Getting started with AWS IoT Analytics (console) - AWS IoT Analytics

Getting started with AWS IoT Analytics (console)

Use this tutorial to create the AWS IoT Analytics resources (also known as components) that you need to discover useful insights about your IoT device data.

Notes
  • If you enter uppercase characters in the following tutorial, AWS IoT Analytics automatically changes them to lowercase.

  • The AWS IoT Analytics console has a one-click getting started feature to create a channel, pipeline, data store, and dataset. You can find this feature when you sign in to the AWS IoT Analytics console.

    • This tutorial walks you through each step to create your AWS IoT Analytics resources.

Follow the instructions below to create an AWS IoT Analytics channel, pipeline, data store, and dataset. The tutorial also shows you how to use the AWS IoT Core console to send messages that will be ingested into AWS IoT Analytics.

Sign in to the AWS IoT Analytics console

To get started, you must have an AWS account. If you already have an AWS account, navigate to the AWS IoT Analytics console.

If you don't have an AWS account, follow these steps to create one.

To create an AWS account

  1. Open https://portal.aws.amazon.com/billing/signup.

  2. Follow the online instructions.

    Part of the sign-up procedure involves receiving a phone call and entering a verification code on the phone keypad.

  3. Sign in to the AWS Management Console and navigate to the AWS IoT Analytics console.

Create a channel

A channel collects and archives raw, unprocessed, and unstructured IoT device data. Follow these steps to create your channel.

To create a channel

  1. In the AWS IoT Analytics console, in the Prepare your data with AWS IoT Analytics section, choose View channels.

    
      Screenshot of "Prepare your data with AWS IoT Analytics".
    Tip

    You can also choose Channels from the navigation pane.

  2. On the Channels page, choose Create channel.

  3. On the Specify channel details page, enter the details about your channel.
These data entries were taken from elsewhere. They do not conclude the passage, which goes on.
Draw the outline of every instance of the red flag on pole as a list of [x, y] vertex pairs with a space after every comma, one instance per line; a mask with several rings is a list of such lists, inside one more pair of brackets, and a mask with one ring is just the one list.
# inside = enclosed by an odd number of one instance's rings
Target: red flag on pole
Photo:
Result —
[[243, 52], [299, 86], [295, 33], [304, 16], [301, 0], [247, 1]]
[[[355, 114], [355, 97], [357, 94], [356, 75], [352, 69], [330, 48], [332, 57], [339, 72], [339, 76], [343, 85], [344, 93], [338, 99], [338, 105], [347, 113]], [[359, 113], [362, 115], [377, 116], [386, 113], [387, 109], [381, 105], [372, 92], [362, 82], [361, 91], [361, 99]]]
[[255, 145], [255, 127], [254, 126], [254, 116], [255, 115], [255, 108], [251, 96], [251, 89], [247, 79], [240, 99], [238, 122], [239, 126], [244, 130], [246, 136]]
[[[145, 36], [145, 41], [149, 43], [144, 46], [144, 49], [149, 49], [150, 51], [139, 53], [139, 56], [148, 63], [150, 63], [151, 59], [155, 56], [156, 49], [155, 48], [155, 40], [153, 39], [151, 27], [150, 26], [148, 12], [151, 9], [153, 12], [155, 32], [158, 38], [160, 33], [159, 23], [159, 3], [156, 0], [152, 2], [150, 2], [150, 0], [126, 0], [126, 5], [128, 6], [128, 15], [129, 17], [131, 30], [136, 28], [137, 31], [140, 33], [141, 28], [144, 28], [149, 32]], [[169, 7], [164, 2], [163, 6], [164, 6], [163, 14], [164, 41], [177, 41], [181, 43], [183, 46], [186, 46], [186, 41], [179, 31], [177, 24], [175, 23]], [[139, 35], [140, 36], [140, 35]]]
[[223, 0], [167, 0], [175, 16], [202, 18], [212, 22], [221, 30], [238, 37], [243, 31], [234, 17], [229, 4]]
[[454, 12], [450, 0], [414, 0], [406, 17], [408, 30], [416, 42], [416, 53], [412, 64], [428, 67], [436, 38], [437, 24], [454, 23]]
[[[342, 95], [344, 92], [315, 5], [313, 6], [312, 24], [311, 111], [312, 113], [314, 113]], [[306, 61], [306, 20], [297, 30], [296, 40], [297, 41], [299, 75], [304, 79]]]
    1. Enter a channel name that is unique and that you can easily identify.

    2. (Optional) For Tags, add one or more custom tags (key-value pairs) to your channel. Tags can help you identify your resources that you create for AWS IoT Analytics.

    3. Choose Next.

  4. AWS IoT Analytics stores your raw, unprocessed IoT device data in an Amazon Simple Storage Service (Amazon S3) bucket. You can choose your own Amazon S3 bucket, which you can access and manage, or AWS IoT Analytics can manage the Amazon S3 bucket for you.

    1. In this tutorial, for Storage type, choose Service managed storage.

    2. For Choose how long to store your raw data, choose Indefinitely.

    3. Choose Next.

  5. On the Configure source page, enter information for AWS IoT Analytics to collect message data from AWS IoT Core.

    1. Enter an AWS IoT Core topic filter, for example, update/environment/dht1. Later in this tutorial, you will use this topic filter to send message data to your channel.

    2. Choose an IAM role or create a new role.

    3. Choose Next.

  6. Review your choices and then choose Create channel.

  7. Verify that your new channel appears on the Channels page.

Create a data store

A data store receives and stores your message data. A data store isn't a database. Instead, a data store is a scalable and queryable repository in an Amazon S3 bucket. You can use multiple data stores for messages from different devices or locations. Or, you can filter message data depending on your pipeline configuration and requirements.

Follow these steps to create a data store.

To create a data store

  1. In the AWS IoT Analytics console, in the Prepare your data with AWS IoT Analytics section, choose View data stores.

  2. On the Data stores page, choose Create data store.

  3. Enter the details about your data store.

    1. In Specify data store details, enter your data store's ID.

    2. (Optional) For Tags, add one or more custom tags (key-value pairs) to your data store.

    1. Under Configure storage type, choose Service-managed store.

    2. Under Configure how long you want to keep your processed data, choose Indefinitely.

  4. AWS IoT Analytics data stores currently support JSON and Parquet file formats. The default file format is JSON. Choose JSON for your data format.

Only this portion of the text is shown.